Le goût pour les dégradés colorés domine, associé à la valorisation des formes architecturales : corniche, bandeau, bahut, trumeaux. En fin plasticien, Odorico joue de procédés comme les cannelures, pour animer la façade, et dose les ornements, dans un contraste étudié pour que l’effet visuel se remarque de loin, à la manière d’une affiche.

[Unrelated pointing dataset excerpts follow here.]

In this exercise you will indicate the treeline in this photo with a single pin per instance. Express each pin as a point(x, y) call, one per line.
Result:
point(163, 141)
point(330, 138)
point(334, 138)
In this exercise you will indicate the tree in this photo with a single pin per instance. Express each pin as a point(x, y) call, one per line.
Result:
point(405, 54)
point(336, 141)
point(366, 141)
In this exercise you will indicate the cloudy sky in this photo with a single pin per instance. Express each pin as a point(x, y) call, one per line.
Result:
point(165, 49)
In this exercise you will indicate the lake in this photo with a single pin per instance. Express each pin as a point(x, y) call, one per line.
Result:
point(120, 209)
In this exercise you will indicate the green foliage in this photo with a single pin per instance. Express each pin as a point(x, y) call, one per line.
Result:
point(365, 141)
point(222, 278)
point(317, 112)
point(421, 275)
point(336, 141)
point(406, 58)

Sans que cela soit systématique, il est de tradition que la couleur de la devanture indique la nature des commerces : rouge pour les boucheries-charcuteries, bleu pour les poissonneries, jaune pour les boulangeries… Les décors proposés par Odorico jouent ce rôle d’impact « publicitaire » de façon colorée et joyeuse.

Les usines
L’usine Morel & Gaté à Fougères est l’une des premières grandes réalisations confiées à Odorico, après l’Exposition de 1925. Les frises aux motifs Art déco soulignent les lignes de construction des étages, tandis qu’un décor ponctuel marque l’entrée principale. La mosaïque est sagement subordonnée à l’architecture, une manière de faire radicalement à l’opposé de l’usage qu’en fait Odorico à la Maison bleue à Angers.
Presque dix ans séparent l’usine Morel & Gaté (1926-1927) de l’usine Barbier (1935) à Fougères. Rien n’est plus significatif du retour d’un rationalisme moderne, un moment éclipsé par le triomphe du décor. L’architecture, puissamment dessinée, reprend sa suprématie tandis que l’ornement, réduit à un simple rôle d’animation, est accroché au dessus de la ligne d’imposte comme un simple tableau de chevalet.
Les poissonneries
Ce motif en « hublot » a été exécuté pour les salles de bains du navire Félix Roussel, au chantier de Saint-Nazaire en 1931-1932. Il est également réalisé à Rennes, place Sainte-Anne, sur l’étal d’un poissonnier. La poissonnerie était également ornée d’un lambris évoquant un motif de vague.
Les cafés
L’entreprise Odorico réalise de nombreux projets pour des cafés. Particulièrement réussie, la devanture du Café des Caves à Angers exploite un dégradé subtil dans des tons chauds, avec des ornements d’imposte très élaborés et un bahut aux couleurs contrastées… Le motif de bouquet prévu sur le dessin sera remplacé à l’exécution par une variante en jet d’eau, les deux ornements étant typiques de l’Art déco. L’harmonie vivement colorée et le décor jouent un rôle attractif, argument d’importance pour un commerce.
Les boutiques de fleuristes
Parmi les projets de boutiques de fleuristes, ceux créés en 1936 pour la maison Gaufreteau à Flers (Pierre Meurice, architecte) illustrent bien l’évolution du goût moderniste de l’époque.
La première composition est encore dans l’esprit d’Odorico, avec une évidence formelle liant le bandeau, le trumeau et le bahut. L’effet se porte sur les ferronneries de la porte et l’ornement d’imposte sur le bandeau.

Le second projet, hybride, mi-moderne mi-nostalgique, insiste sur l’enseigne compliquée et un petit toit d’ardoise « régionaliste » au dessus de l’entrée (il ne plaira pas). La encore, l’accès au magasin est valorisé par une ferronnerie au bouquet Art déco, un peu nostalgique à cette date.

La dernière proposition renonce à tout ornement et aux effets de matière. Le résultat est épuré, froid, quasiment uni, résolument moderne.

Le magasin Perrier-Baron
L’entrepôt du marchand de primeur Perrier-Baron, à la Guerche-de-Bretagne, se signale par un tympan en hémicycle. Tout l’arrangement repose sur une parfaite symétrie par rapport à l’axe de composition, une manière de faire très classique.
Sur un fond de carreaux cassés, une coupe de fruits et de feuillages, aux formes simples et lisibles, occupe le cintre. Aux angles du bandeau, un motif à la mode, très original, est fait de cercles dressés sur des tiges.
Entre la corbeille de fruit stylisée mais réaliste et les crosses sur tige aux formes abstraites, deux langages plastiques s’affrontent. Le projet, bien différent de ceux créés à la même époque, indique un changement de « mains ».
Autant d’exemples qui montrent à quel point la seconde génération Odorico a su mettre son art au service des commerçants.
Texte extrait de Odorico, 100 ans de mosaïques, éditions Apogée, Rennes, 2009.